Consumidores consultados pelo Serviço de Proteção ao Crédito (SPC Brasil) revelaram os gastos que mais pesam nas contas mensais. Os itens essenciais de supermercado lideram e representam 59,7% das despesas para uma parcela significativa dos pesquisados, seguidos de água, luz, telefone, entre outros, que correspondem a 59,2% dos pagamentos para um grupo representativo ouvido pelo órgão. Os custos com aluguel e moradia foram citados como os mais elevados para 24,4%, além de combustíveis, transporte por aplicativo e passagens (21,9%) e despesas médicas, que atingiu 18,7%.

O rastreamento do dinheiro é essencial para a construção do orçamento do próximo ano, assinalou Juliana Barbosa durante palestra promovida pelo programa de educação financeira e previdenciária Conta Comigo da Fundação de Previdência Complementar do Estado de São Paulo (Prevcom). Segundo a educadora, se tiver o sonho de fazer uma viagem é preciso saber como tornar isso possível e o orçamento vai mostrar a viabilidade do projeto.

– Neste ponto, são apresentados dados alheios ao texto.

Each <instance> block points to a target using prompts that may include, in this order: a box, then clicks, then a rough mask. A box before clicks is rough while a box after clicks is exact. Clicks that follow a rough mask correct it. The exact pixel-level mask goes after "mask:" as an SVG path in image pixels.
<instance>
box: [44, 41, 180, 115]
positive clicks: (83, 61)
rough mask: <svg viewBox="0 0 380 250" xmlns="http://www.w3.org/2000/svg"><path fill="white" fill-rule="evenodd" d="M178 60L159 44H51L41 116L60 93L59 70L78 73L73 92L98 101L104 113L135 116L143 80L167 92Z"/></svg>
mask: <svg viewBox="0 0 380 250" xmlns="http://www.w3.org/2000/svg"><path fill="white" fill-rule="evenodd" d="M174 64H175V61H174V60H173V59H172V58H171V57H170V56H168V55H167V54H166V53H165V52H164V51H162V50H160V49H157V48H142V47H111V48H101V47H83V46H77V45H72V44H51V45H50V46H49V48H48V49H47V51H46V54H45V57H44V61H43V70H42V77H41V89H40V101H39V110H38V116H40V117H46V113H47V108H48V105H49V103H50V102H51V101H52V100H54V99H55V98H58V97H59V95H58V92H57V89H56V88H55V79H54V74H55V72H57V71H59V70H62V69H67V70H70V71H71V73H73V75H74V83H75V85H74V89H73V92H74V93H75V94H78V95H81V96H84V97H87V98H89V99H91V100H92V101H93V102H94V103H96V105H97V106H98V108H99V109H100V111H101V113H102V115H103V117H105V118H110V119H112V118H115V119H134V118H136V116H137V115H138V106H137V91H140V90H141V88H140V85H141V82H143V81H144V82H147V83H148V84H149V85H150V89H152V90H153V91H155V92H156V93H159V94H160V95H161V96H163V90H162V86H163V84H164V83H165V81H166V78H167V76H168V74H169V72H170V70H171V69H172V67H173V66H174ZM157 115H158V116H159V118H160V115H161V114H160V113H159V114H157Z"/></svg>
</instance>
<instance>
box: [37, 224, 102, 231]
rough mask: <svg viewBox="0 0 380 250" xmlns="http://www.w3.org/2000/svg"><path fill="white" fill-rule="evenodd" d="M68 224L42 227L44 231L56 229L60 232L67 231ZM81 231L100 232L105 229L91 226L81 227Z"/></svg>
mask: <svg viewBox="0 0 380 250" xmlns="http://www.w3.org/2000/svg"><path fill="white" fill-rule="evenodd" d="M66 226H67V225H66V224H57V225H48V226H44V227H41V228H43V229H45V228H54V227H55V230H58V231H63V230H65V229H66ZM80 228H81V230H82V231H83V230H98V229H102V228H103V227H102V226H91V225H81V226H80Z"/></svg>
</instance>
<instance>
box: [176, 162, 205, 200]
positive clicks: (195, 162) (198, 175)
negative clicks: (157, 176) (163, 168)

Na avaliação da economista, ele é "um instrumento de construção de vida" que auxilia a aumentar o patrimônio, investir ou levar adiante o plano de aquisição de um imóvel, por exemplo.

Os elementos principais que entram na análise são as entradas de dinheiro como renda ativa, composta principalmente pelo salário, e rendimentos extras de aluguéis ou outros ingressos, se houver. As prioridades também devem ser listadas e reunir provisões de gastos anuais, planos, dívidas parceladas e reservas financeiras estratégicas e para a aposentadoria. As saídas de recursos com despesas com a família, locomoção, educação e gastos pessoais também devem integrar um bloco definido.

Com as entradas e saídas de recursos bem delineadas se obtém o orçamento real que traz exatamente como vai se comportar o fluxo de capital ao longo do ano. Ele constitui a base do orçamento mental, que corresponde ao domínio da movimentação do dinheiro, assinala Juliana Barbosa. Segundo a educadora, o orçamento é um instrumento de análise, que reúne dados sobre a situação financeira, e fornece as informações necessárias para a tomada de decisões.